Though urea's origins may be unsavory -- it derives from mammalian urine -- it is a core component of plant fertiliser when synthesised with ammonia and carbon dioxide. Urea fertiliser promotes healthy growth by providing essential nitrogen to plants. For the most part, farmers use urea fertiliser on crops and pastures, but green fingers can put it work on the lawn at home.
Urea comes in the form of a solid white crystal. It contains 46 per cent nitrogen, hence its qualification as a nitrogen fertiliser. Urea fertilisers contain prills -- tiny dry spheres -- or granulated urea elements, mostly the latter as urea granules resist moisture more efficiently than prills. Like ammonium nitrate and ammonium sulphate fertilisers, urea-based fertiliser is a fast-release fertiliser.
Farmers and gardeners apply urea fertiliser as a solid compound or as a spray that targets foliage. Farmers commonly use urea fertiliser on sod crops such as winter wheat, potatoes, soybeans and small grains during the cool seasons. It can be used on grass during summer seasons, provided there is plentiful rainfall. This type of fertiliser accommodates blending with other fertiliser types, including monoammonium phosphate and diammonium phosphate. It also can be incorporated into an irrigation system.

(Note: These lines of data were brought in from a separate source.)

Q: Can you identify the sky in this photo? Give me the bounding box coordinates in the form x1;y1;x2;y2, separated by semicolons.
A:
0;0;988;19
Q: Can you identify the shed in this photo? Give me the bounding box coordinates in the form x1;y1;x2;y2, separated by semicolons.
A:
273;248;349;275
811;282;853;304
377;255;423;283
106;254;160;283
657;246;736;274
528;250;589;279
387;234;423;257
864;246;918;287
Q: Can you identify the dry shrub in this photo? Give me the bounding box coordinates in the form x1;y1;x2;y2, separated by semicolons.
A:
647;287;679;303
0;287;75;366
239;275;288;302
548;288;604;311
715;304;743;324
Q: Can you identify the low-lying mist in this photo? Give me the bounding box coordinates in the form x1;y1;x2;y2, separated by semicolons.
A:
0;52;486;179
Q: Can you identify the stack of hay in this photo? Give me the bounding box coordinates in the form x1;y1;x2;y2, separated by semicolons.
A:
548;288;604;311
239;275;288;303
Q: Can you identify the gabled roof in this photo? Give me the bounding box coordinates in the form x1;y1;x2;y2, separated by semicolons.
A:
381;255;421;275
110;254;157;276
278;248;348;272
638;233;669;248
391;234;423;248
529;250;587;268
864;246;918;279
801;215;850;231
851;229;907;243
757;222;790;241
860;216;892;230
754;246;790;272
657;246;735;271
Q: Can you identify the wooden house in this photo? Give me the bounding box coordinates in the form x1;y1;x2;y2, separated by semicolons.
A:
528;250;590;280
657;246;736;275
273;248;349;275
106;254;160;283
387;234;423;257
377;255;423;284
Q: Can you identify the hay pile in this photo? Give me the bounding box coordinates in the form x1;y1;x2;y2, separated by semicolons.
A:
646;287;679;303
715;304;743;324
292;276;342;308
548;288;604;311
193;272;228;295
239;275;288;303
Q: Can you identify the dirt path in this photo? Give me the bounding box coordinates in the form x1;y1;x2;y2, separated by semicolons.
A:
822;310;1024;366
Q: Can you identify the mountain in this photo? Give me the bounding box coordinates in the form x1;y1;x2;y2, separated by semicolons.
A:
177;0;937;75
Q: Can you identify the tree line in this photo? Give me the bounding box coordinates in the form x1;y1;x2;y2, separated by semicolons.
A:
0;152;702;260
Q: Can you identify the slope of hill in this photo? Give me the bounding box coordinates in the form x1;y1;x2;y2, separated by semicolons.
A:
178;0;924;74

Urea fertiliser generally comes at the lowest per-pound nitrogen cost when compared with other single-element nitrogen fertilisers. This type of fertiliser usually exhibits a greening effect fairly quickly. It produces crop yield increase equal to other forms of nitrogen, according to research from soil specialists at the University of Minnesota's agricultural extension. As the fertiliser decomposes, it releases few environmental pollutants. Urea fertiliser poses little or no fire hazard. Because of its high nitrogen content, urea fertiliser stores easily and doesn't cost much to transport.
If urea fertiliser stagnates on the soil's surface for too long during warm weather, its nitrogen content can evaporate into the atmosphere. Loses decrease when soil is cool. It gives off ammonia when it evaporates, so urea fertiliser should not be applied to vegetative plants during warm seasons. Urea fertiliser contains the chemical compound biuret, which leads to agronomic problems if the fertiliser is used too close to seeds. When applied to small lawns, it may burn grass. Urea fertiliser does not accommodate blending with superphosphate-based soil.